One, foreword
In recent days, while developing a company business, I came across a scenario where I had to insert a large amount of data into multiple tables in a different database, which led to this article:
Note when using Mybatis batch insert data, and simple encapsulation of batch data insert method using functional programming.
For most of the Java backend development partners including me in the usual CURD development work, must be unavoidable to use Mybatis this tool to operate on the database.
In the SpringBoot project, after the introduction of Mybatis, mapper injection can be used to achieve the increase, deletion, change and check.
For example, if you want to add a new piece of data, you can write this in the mapper.
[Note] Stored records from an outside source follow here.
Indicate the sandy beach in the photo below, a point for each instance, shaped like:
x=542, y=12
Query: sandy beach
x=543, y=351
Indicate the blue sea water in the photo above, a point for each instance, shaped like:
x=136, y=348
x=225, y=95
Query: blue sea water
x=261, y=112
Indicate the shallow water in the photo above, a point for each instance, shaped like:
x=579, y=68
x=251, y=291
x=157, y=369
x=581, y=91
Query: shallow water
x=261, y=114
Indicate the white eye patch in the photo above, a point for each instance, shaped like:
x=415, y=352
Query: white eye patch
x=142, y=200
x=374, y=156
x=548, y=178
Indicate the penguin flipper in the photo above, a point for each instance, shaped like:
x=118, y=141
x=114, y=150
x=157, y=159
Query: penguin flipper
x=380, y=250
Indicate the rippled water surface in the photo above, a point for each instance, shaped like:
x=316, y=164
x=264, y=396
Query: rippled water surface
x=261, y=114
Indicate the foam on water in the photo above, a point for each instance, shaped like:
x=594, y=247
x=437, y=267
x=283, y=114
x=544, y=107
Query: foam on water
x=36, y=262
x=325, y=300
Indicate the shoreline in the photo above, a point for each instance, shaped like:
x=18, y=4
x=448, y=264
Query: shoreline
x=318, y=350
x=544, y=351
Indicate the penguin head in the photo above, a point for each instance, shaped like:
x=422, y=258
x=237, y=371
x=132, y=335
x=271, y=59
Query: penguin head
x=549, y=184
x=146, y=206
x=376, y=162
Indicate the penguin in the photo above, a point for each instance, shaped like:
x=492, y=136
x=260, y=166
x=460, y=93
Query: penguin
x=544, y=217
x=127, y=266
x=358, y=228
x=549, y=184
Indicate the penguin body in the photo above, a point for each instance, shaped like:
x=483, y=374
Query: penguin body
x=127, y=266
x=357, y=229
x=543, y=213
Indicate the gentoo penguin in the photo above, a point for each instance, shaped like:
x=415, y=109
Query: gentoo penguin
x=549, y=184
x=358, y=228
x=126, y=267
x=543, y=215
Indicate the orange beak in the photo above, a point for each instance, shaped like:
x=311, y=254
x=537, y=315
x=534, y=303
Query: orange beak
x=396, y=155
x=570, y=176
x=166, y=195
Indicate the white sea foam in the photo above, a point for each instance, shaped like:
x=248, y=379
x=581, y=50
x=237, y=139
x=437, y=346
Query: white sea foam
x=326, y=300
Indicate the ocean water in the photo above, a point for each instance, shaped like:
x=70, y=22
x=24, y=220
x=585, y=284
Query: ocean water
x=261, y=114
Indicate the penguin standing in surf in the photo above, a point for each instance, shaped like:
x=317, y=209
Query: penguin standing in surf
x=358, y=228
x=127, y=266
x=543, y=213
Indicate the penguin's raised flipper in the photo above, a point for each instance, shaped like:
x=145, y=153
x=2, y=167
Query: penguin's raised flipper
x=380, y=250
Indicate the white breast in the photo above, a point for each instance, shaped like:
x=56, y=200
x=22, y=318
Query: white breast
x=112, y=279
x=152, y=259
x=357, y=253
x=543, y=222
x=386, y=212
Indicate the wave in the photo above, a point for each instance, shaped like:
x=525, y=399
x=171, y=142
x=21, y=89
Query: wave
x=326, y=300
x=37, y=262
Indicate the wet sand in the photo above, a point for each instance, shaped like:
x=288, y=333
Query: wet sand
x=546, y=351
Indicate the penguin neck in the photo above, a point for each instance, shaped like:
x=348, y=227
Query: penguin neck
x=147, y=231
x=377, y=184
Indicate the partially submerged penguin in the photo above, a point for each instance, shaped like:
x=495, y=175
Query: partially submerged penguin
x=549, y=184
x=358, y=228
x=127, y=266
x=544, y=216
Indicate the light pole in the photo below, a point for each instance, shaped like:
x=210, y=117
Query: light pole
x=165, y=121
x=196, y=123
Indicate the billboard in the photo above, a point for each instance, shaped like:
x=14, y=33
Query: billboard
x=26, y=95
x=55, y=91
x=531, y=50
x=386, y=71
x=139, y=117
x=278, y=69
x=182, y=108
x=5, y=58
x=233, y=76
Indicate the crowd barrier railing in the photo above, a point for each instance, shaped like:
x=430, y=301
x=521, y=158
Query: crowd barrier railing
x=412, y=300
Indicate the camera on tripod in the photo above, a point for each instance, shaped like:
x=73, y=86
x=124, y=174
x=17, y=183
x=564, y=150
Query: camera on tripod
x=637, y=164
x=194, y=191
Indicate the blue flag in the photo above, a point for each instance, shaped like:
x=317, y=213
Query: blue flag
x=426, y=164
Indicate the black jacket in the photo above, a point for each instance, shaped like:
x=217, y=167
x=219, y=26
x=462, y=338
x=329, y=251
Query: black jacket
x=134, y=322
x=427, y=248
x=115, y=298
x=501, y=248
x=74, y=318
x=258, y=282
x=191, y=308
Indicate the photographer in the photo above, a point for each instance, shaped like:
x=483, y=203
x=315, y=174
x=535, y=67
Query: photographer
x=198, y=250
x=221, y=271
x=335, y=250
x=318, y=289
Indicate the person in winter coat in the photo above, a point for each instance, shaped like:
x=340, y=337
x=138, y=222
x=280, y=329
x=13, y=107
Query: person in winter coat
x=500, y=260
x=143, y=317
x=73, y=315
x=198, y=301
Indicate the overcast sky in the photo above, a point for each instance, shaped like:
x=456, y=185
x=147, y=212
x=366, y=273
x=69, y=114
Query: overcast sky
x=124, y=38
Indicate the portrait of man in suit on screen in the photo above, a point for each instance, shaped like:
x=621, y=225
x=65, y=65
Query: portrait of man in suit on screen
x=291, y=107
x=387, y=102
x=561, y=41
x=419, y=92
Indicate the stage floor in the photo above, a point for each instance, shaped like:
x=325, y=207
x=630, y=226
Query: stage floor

XML file:
<insert id="testInsert">
insert into massive_data_insert_test
(value1,value2)
values
(#{value1},#{value2})
</insert>
Copy the code
Then call mapper.insertoneItem (insertItem) in the service layer; Can.
If you want to add more data, you might write:
for(int i = 0; i < insertList.size(); i++){
mapper.insertOneItem(insertList.get(i));
}
Copy the code
Simply put it in a loop and call the new database method in mapper several times. This method is simple to write and easy to understand, and should not be a problem when the amount of data is small.
But when there’s too much data, there’s a problem.
In fact, each mapper method call is a database connection, PreparedStatement, execute (SQL) process.
We know that the number of connections to the database is limited (and the process of establishing a connection is expensive). If the number of for loops is too many, not only performance will deteriorate, but the database will clog and even the program will crash. Of course, we could create or configure database connection pools (such as HikariCP, Durid, etc.) to reuse connections, but this would still be a waste of resources.
In short, don’t do it multiple times if there is a way to do it all at once.
Most database new statements support multiple data insertions at once.
insert into table
(value1, value2)
values ('v1'.'v2'), ('v3'.'v4'), ('v1'.'v5')
Copy the code
Mybatis also provides a method for batch manipulation of data. Using the
tag in the dynamic SQL statement will help us concatenate the SQL statement that looks like the one above.
We write the following in mapper.xml:
<insert id="testMassiveInsert">
insert into massive_data_insert_test
(value1,value2)
values
<foreach collection="list" item="item" separator=",">
(#{item.value1},#{item.value2})
</foreach>
</insert>
Copy the code
This way we only need to call the method in mapper once to achieve the effect of the for loop code above.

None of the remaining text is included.